Failure (and Mistakes) (Laura Gast, USO) | posit::conf(2025)
Failure (and Mistakes) Speaker(s): Laura Gast Abstract: In a field driven by precision, the power of failure is often overlooked. This talk digs into the paradoxical benefit of error in data science, drawing on high-profile missteps in data handling and personal anecdotes of falling short. Using examples from errors big and small leading to impacts big and small to the everyday misinterpretation or misuse of data that happens everywhere, we’ll focus on how to get the best out of failure. While some level of error is inevitable in data science, the most resilient and forward-thinking teams realize that errors can drive innovative and creative solutions that may not have been discovered if everything had gone as planned. posit::conf(2025) Subscribe to posit::conf updates: https://posit.co/about/subscription-management/
image: thumbnail.jpg
Transcript#
This transcript was generated automatically and may contain errors.
Magic. Okay. So, we've heard three great talks, and all week we've heard great talks about people failing their way into success, right? And so, I want to talk about failure itself, not just about how we fail to success. So, in my now almost 20-year career, I have failed a lot more than I have succeeded. Like, a lot more than I have succeeded. And this happens for all of us when we're tackling these really interesting or new or complex or stubborn problems, right?
And I've learned, as I've moved from the more hands-on individual contributor role into work leading on data governance in some particularly messy situations, that I've had to think about not just the failures, but how we fail in these situations. And as I've worked through this, I've identified kind of core tenets of failure. And we'll go through those really quickly. I think, first, it's safe to say failure is inevitable, right? And I don't mean this fatalistically or pessimistically. I mean, like, cool. Failure is inevitable. Run with it, right? We're not building easy things. We're not tackling easy problems. We're taking big swings. And so, failures are going to happen. And the second principle is that failure is helpful. Failure is how we learn. The best discoveries are born out of failing, right? The reason we have sticky notes is because someone failed miserably at making a permanent glue. The reason we have artificial sweeteners is because someone failed so badly at making anti-ulcer medications and they didn't wash their hands before having lunch, right? Big failures. Cool things that came out of it.
And I'm going to add a third one here. And that is that failure is a bias. And what do I mean by that? So, failure is the way failure is a bias is the way that you see failure is shaped by your experience, your role, your tools, your teams, and your culture. So, it's by nature it is distorting, not just framing.
The healthcare.gov case study
So, I'm going to do an example on this of a big public failure, and that will be the healthcare.gov website. Some of you may remember it. For those that either don't remember it or were in public health and have blacked it out of your memories, the healthcare.gov was a federal insurance marketplace launched in 2013. And its goal, its main aim, was to be a one-stop shop for Americans looking to compare, review, and purchase individual health insurance under the Affordable Care Act. Instead, the rollout was what could only be described as catastrophic. To give you an idea, on day one, 4.7 million unique users logged on. Only 12 people were able to click the link that said I want to start an application. 12 out of 4.7 million.
So, if you look into the ad nauseum levels of review of why this happened, you start to see that each person involved or each person not involved but looking at this had a different perspective and a different frame and a different blame. So, you know, the engineers are going to see failures in trying to tackle these large, complex, technically difficult systems to build this site, and the project managers are seeing missed deadlines that are resulting from really compressed timelines and a lot of uncertainty. The GAO, or the finance departments, are seeing blown budgets, the results of high-risk contracts. You'll see these, you know, the senior leaders are seeing failures of communication and coordination resulting from the lack of a central leadership and not-coordinated senior leaders, and users felt frustrated, let down, annoyed, or outright scammed, right? So, this is the same failure but with completely different lenses.

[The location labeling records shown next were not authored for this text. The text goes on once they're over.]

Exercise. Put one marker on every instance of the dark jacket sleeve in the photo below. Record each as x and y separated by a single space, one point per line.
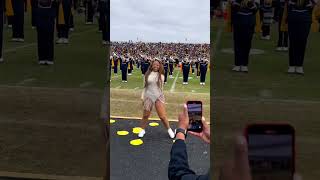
178 165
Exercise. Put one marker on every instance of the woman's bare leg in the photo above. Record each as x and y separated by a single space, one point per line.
144 120
161 110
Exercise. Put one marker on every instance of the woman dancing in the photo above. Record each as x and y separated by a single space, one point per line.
152 95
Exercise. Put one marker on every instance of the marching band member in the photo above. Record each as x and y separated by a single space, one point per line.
242 17
299 19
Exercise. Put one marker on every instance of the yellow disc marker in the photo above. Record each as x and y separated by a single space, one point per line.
122 133
136 142
136 130
153 124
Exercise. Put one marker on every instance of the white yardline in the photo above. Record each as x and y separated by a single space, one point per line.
44 176
34 44
267 100
174 82
25 81
60 89
86 84
176 92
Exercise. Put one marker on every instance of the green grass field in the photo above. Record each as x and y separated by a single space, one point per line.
266 94
80 64
125 97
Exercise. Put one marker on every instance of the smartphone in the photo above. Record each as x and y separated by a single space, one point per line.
195 116
271 151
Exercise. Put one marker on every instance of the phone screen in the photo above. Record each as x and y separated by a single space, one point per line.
195 115
271 154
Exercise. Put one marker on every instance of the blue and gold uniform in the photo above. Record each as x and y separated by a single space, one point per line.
185 70
18 20
165 66
63 23
89 6
282 35
299 19
103 9
171 66
1 28
45 21
244 21
203 71
124 69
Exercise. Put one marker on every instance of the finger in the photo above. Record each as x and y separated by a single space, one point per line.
297 176
241 158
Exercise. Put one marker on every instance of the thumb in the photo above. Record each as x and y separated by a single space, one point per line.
194 133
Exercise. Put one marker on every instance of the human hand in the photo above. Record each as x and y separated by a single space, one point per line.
183 118
205 134
238 168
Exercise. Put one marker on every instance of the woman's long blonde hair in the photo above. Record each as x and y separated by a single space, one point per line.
160 72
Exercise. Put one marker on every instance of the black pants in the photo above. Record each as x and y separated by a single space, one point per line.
242 37
1 33
115 69
283 36
165 74
142 68
203 73
71 24
124 70
185 74
198 69
89 11
33 16
63 29
298 35
170 69
17 26
45 44
265 30
10 20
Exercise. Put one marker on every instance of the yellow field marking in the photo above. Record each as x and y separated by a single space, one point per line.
136 130
138 118
122 133
136 142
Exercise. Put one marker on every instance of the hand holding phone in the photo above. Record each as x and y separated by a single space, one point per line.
204 134
271 151
195 116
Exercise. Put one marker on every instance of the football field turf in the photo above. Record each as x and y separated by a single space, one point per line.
266 94
125 97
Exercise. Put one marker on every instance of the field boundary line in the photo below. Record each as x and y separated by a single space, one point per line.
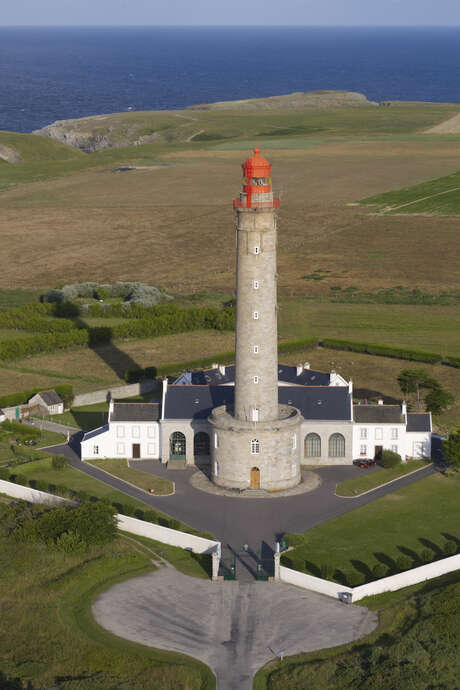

So, not every failure is going to come with wall-to-wall press coverage and a dozen congressional hearings and get written into textbooks for us all to study later. Most failures just fade away. So, we have to think about which failures become the stories that we tell, and how do those stories shape what failure means to us and to our community, and then what are the patterns of these stories help us find?
A taxonomy of failure
So, to answer these questions, you know, people have been trying to understand and categorize failure for as long as they've been trying to avoid failure, and there are a lot of different approaches. So, some groups organized by mechanism. So, how did it fail? Was it technical? Was it a user error? Was it a decision failure? Or by an effect? So, was this systemic, local, contained, catastrophic? Or maybe what did we learn from this failure? If you've ever heard of intelligent failures or black swan failures or complexity-induced failures, and these are all incredibly useful ways of mapping a failure in any given arena, right, in any space, and I've used these and other models as I've mapped failures before, and some may be stickier for you in different places, and I've found one that works for me at kind of a 30,000-foot level to categorize all the failures, and that's what I'm calling a taxonomy of failure, and I've broken it down into kind of three flavors, as it were, three buckets. So, structural, symbolic, and ambient failure.
So, structural failure, what do I mean by that? I mean catastrophic brittleness that shows up only under stress. You may know the XKCD comic, this one, where, you know, all of modern digital infrastructure is resting precariously on a dependency for a project some random person in Nebraska has been thanklessly maintaining since 2003. So, you know, that's the idea here, but I'm going to give a case study that some of you in this room might have been involved in, which was the 2022 Southwest Airline holiday meltdown, and to explain why this was a specific type of structural failure, I first have to explain how flagships and budget airlines wrapped.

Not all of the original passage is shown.